Here is what annoys me most of all about the AZ heat: lack of shade trees.  The lack of trees that produce shade is a cruel joke that nature has played on those who have chosen foolishly to inhabit a desert city.  It really is one of the biggest F you's she could give us all.  Now, I know that Mesquite and Palo Verde trees are native to this area, and that they produce some shade, but you have to plant them or let them grow in their native environment rather than replace them with non-indigenous plants.  Instead of a plethora of these trees that can create lovely canopies of green above your head when planted in the right places and block out the death rays of the desert sun, we have a million Date Palms.  If you've never seen one, these are the really tall, skinny palms with just a small plume of fronds at the very top, often seen in idyllic views of the Middle East and Mediterranean.  These create no shade at all, but they grow splendidly in the desert southwest when watered.  Obviously this plant is ideally suited for this area: a plant that needs more water than other desert plants, which we don't have, and provides no shade, which we desperately need.  You can't even buy dates, one of the foods of the gods, cheaply around here.  In sum, there is no shade so you roast to death when walking anywhere or when you have to park your car in an open parking lot and you don't even get any good fruit out of it; you see why I say it is nature's F you.

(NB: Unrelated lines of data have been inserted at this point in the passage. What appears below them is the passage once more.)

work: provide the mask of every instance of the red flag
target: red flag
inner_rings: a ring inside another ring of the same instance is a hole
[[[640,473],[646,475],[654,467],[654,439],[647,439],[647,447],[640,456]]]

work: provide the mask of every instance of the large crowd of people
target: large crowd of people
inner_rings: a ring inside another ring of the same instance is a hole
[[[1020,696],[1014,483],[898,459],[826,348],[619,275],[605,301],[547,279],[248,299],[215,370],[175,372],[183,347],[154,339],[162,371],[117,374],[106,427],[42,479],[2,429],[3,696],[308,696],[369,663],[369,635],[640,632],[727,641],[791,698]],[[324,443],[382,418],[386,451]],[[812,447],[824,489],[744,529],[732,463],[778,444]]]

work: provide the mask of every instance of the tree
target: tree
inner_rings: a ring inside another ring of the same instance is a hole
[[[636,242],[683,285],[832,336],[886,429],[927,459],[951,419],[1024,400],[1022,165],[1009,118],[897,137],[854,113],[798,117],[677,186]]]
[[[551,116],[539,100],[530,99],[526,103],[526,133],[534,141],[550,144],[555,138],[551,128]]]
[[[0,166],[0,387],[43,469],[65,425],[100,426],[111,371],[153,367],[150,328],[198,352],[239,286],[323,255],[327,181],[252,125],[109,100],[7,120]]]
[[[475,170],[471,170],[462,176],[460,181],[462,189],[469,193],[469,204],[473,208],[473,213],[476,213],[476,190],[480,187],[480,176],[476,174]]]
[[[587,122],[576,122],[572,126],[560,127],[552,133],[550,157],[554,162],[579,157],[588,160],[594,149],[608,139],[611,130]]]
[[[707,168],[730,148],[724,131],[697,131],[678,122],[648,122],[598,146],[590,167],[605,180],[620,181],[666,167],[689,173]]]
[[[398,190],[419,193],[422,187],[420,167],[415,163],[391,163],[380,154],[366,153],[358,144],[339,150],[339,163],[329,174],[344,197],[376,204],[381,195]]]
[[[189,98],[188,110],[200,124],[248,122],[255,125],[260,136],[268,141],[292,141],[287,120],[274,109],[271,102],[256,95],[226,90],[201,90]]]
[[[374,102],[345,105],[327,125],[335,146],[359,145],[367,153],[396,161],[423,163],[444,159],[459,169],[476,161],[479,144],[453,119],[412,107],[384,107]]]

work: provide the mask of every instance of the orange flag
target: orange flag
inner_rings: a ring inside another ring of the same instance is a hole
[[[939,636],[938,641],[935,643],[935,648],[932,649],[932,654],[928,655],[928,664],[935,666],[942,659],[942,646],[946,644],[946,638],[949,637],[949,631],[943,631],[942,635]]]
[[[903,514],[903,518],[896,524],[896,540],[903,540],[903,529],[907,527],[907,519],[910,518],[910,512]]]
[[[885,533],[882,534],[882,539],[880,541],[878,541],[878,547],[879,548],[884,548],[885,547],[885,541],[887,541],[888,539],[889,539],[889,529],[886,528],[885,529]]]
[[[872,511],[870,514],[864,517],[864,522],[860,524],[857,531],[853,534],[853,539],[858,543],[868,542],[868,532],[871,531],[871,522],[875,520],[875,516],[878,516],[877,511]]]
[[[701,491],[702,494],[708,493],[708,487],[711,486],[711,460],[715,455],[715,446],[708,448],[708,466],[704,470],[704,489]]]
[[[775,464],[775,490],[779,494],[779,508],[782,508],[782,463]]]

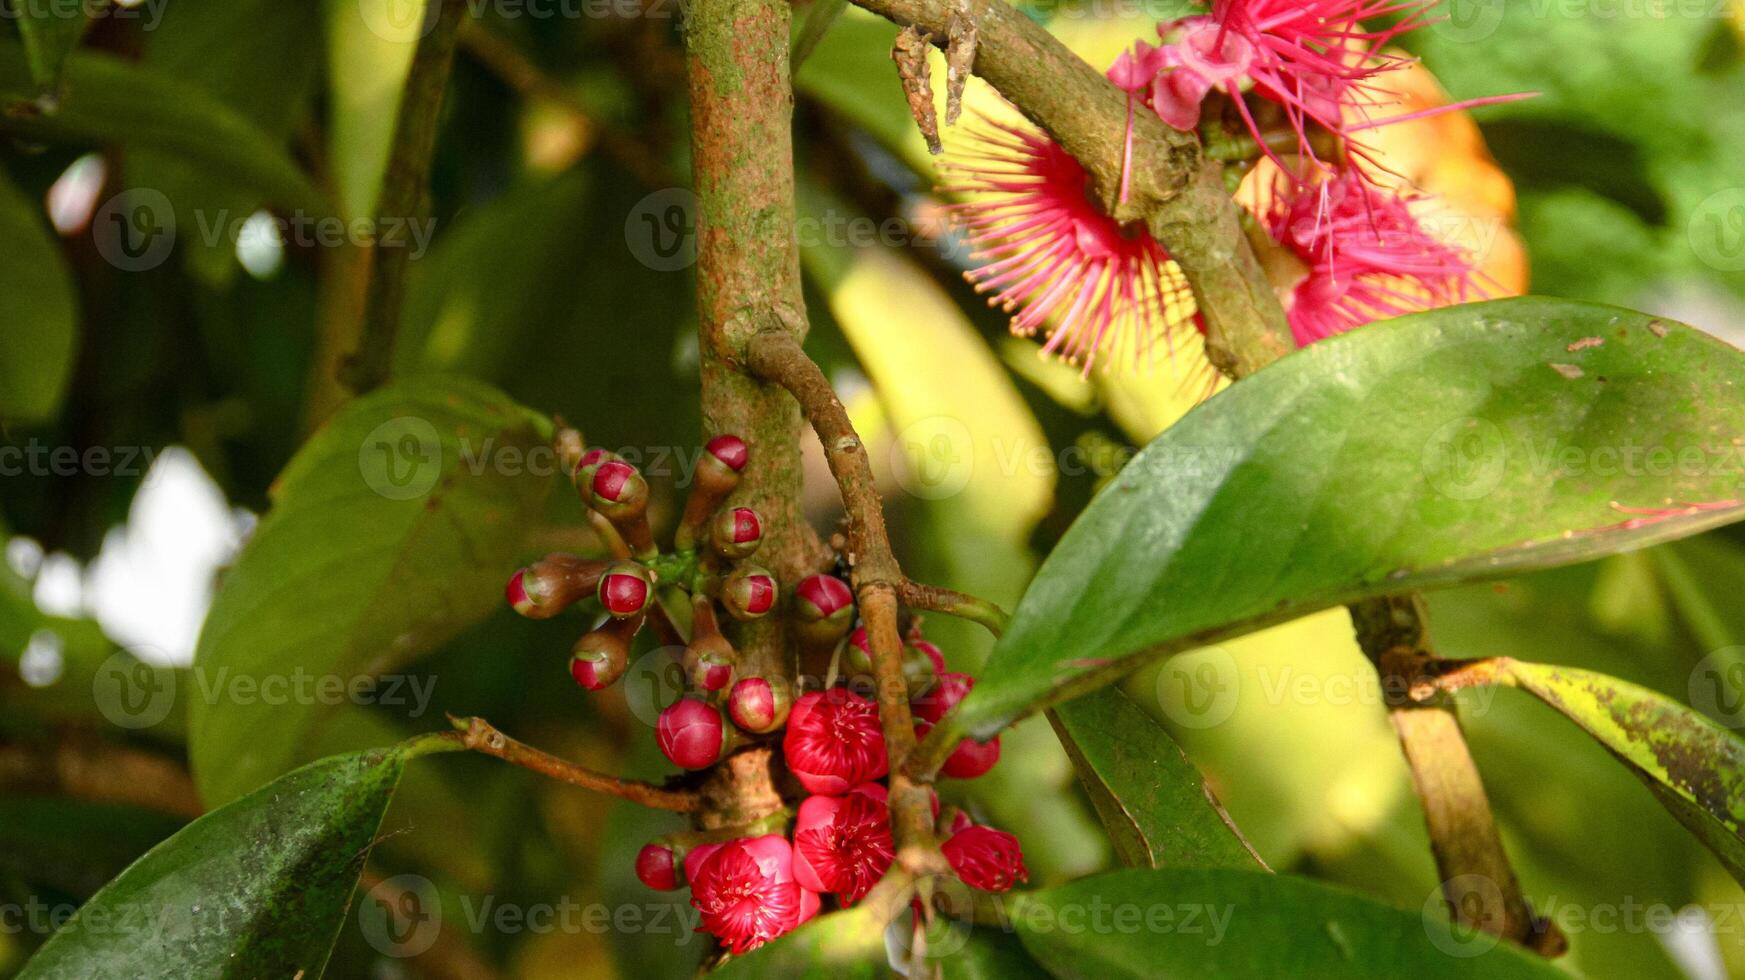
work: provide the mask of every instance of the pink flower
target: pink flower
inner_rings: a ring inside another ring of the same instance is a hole
[[[1088,195],[1070,154],[1034,129],[989,122],[942,163],[940,190],[974,247],[966,278],[1012,312],[1012,332],[1046,332],[1043,350],[1088,374],[1098,359],[1147,361],[1162,339],[1196,329],[1187,280],[1140,225],[1123,225]]]
[[[1225,92],[1261,150],[1299,180],[1333,169],[1315,155],[1309,139],[1313,126],[1339,136],[1353,159],[1379,167],[1352,139],[1354,134],[1406,118],[1521,97],[1474,99],[1410,116],[1368,118],[1368,108],[1379,101],[1372,80],[1407,64],[1383,49],[1422,26],[1430,6],[1427,0],[1216,0],[1210,14],[1159,24],[1157,32],[1165,43],[1154,47],[1137,42],[1115,60],[1108,76],[1130,99],[1180,130],[1199,125],[1201,104],[1213,89]],[[1374,29],[1362,23],[1385,18],[1394,19]],[[1279,156],[1244,99],[1248,89],[1282,109],[1296,134],[1295,152],[1309,161],[1309,172],[1293,169]]]
[[[982,891],[1003,892],[1030,880],[1018,838],[992,827],[967,827],[940,848],[963,883]]]
[[[847,796],[810,796],[794,822],[794,880],[852,905],[896,857],[885,788],[862,783]]]
[[[1486,295],[1472,257],[1425,230],[1412,202],[1355,171],[1314,186],[1274,186],[1260,217],[1305,267],[1285,300],[1299,345]]]
[[[794,703],[782,753],[800,785],[838,795],[889,769],[878,706],[851,691],[813,691]]]
[[[698,930],[734,955],[748,953],[816,915],[818,895],[794,881],[794,851],[780,834],[704,844],[685,855]]]

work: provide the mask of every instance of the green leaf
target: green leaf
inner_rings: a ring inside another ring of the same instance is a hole
[[[1739,520],[1742,382],[1745,357],[1698,330],[1554,299],[1317,343],[1190,412],[1104,488],[960,724],[986,738],[1147,659],[1366,596]]]
[[[282,145],[306,124],[321,49],[320,11],[314,4],[176,0],[165,6],[163,23],[147,37],[142,60],[200,88]],[[243,221],[261,206],[258,189],[236,186],[223,171],[149,151],[128,154],[122,165],[128,186],[162,191],[182,213],[182,227],[202,231],[180,237],[197,269],[223,282],[239,268],[236,238]],[[198,215],[199,228],[189,215]]]
[[[0,422],[55,417],[79,330],[72,273],[43,209],[0,175]]]
[[[1123,863],[1241,869],[1261,864],[1169,732],[1120,688],[1068,701],[1048,718]]]
[[[24,61],[37,90],[53,101],[61,84],[61,67],[78,47],[91,26],[88,3],[42,3],[40,0],[9,0],[17,18],[18,36],[24,39]]]
[[[195,652],[190,753],[209,805],[307,758],[311,730],[363,700],[351,685],[498,607],[553,485],[556,464],[533,452],[548,438],[495,389],[428,377],[348,404],[297,453]],[[398,705],[364,690],[416,717],[401,680]]]
[[[1498,666],[1617,756],[1745,884],[1745,741],[1616,677],[1519,660]]]
[[[320,976],[412,746],[311,763],[194,821],[20,977]]]
[[[1016,936],[993,929],[975,929],[963,948],[939,957],[945,980],[1026,980],[1046,978],[1048,971],[1030,958]]]
[[[0,871],[84,898],[186,823],[139,807],[8,793]]]
[[[882,980],[885,930],[872,903],[821,915],[775,942],[728,960],[710,973],[720,980]]]
[[[20,54],[18,45],[0,41],[0,106],[30,97]],[[0,133],[158,150],[223,174],[286,209],[312,216],[332,213],[326,196],[291,161],[281,141],[198,86],[90,51],[67,59],[67,85],[73,94],[52,115],[0,112]]]
[[[797,69],[812,56],[818,42],[829,33],[831,25],[848,9],[848,0],[812,0],[806,15],[794,31],[793,45],[788,52],[789,69]]]
[[[1527,980],[1568,974],[1440,912],[1257,871],[1117,871],[1019,895],[1024,947],[1064,978]]]

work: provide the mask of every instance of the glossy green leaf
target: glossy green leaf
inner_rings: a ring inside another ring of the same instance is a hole
[[[503,601],[554,485],[548,437],[489,386],[428,377],[348,404],[297,453],[195,653],[190,752],[209,805],[304,761],[346,704],[416,717],[417,678],[369,678]]]
[[[1500,661],[1509,681],[1580,725],[1745,884],[1745,741],[1695,710],[1588,670]]]
[[[101,2],[101,0],[99,0]],[[54,101],[60,87],[61,67],[67,55],[78,46],[91,26],[91,13],[99,9],[89,3],[42,3],[19,0],[7,7],[18,24],[18,36],[24,41],[24,61],[30,79],[37,90]]]
[[[890,975],[885,930],[871,903],[820,915],[709,974],[720,980],[855,980]]]
[[[30,78],[18,45],[0,41],[0,104],[25,100]],[[72,93],[52,115],[0,113],[0,133],[44,142],[120,144],[189,161],[269,202],[320,217],[326,196],[281,143],[196,85],[91,51],[67,59]],[[193,216],[183,218],[193,225]]]
[[[208,813],[98,892],[20,976],[320,976],[415,751],[333,756]]]
[[[72,273],[40,205],[0,176],[0,422],[60,410],[79,330]]]
[[[1365,596],[1739,520],[1742,382],[1745,356],[1698,330],[1554,299],[1317,343],[1190,412],[1092,501],[961,723],[985,737],[1147,659]]]
[[[1568,974],[1440,912],[1258,871],[1117,871],[1011,900],[1031,955],[1067,980],[1529,980]]]
[[[1261,865],[1205,777],[1169,732],[1120,688],[1068,701],[1048,718],[1124,864]]]

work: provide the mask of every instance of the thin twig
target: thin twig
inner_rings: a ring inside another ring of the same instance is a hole
[[[1011,621],[1004,609],[986,599],[909,579],[897,584],[897,598],[911,609],[924,609],[976,623],[996,638],[1005,634]]]
[[[461,50],[524,99],[537,99],[555,106],[569,117],[582,143],[582,152],[598,146],[606,155],[649,187],[669,187],[675,179],[659,157],[623,132],[596,119],[575,91],[552,77],[519,48],[501,35],[474,21],[461,30]]]
[[[893,831],[906,860],[925,860],[925,845],[933,833],[932,798],[926,786],[904,765],[915,749],[915,721],[909,711],[908,684],[903,678],[903,639],[897,629],[898,589],[908,581],[891,551],[885,531],[884,505],[873,479],[866,446],[849,421],[848,411],[830,387],[830,379],[786,331],[765,330],[746,344],[746,366],[752,374],[780,385],[800,403],[800,411],[818,433],[830,472],[848,514],[848,561],[854,570],[855,593],[866,621],[872,648],[873,676],[878,685],[879,720],[890,756],[890,805]]]
[[[616,796],[619,799],[640,803],[656,810],[671,810],[675,813],[693,813],[700,805],[700,797],[691,790],[667,789],[652,783],[643,783],[630,779],[619,779],[605,773],[578,766],[567,759],[560,759],[549,752],[541,751],[531,745],[517,742],[509,736],[492,727],[483,718],[454,718],[455,729],[462,735],[462,742],[468,749],[485,755],[495,756],[510,765],[520,766],[544,776],[550,776],[572,786],[591,789],[597,793]]]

Here is the one upside to the summer heat in AZ: we have a really awesome winter in which no snow falls and needs to be cleaned from cars or shoveled.  Let's keep in mind though that it takes until mid-September for the temperature to drop consistently below 100 and doesn't really get into the 70's until the end of October, if you are lucky.  Enduring this heat for the past 4 years has made me value certain things though, like air conditioning, Nalgene water bottles, luke-warm swimming pools and sunblock.  So, when its 101 for a few days during one summer week where you live, don't complain to someone stuck living in the deepest pit of Hell for 6 months out of the year and on top of it, attending graduate school, you will find no sympathy here.   
 

   

Comments

  1. Anybody who says it's a "dry heat" like it's a good thing hasn't had to work out in it or had to drive around in a non-air conditioned car in the middle of summer after working all day in it. Just think of it as training/acclimatization for Cyprus! LYMY Totally!!!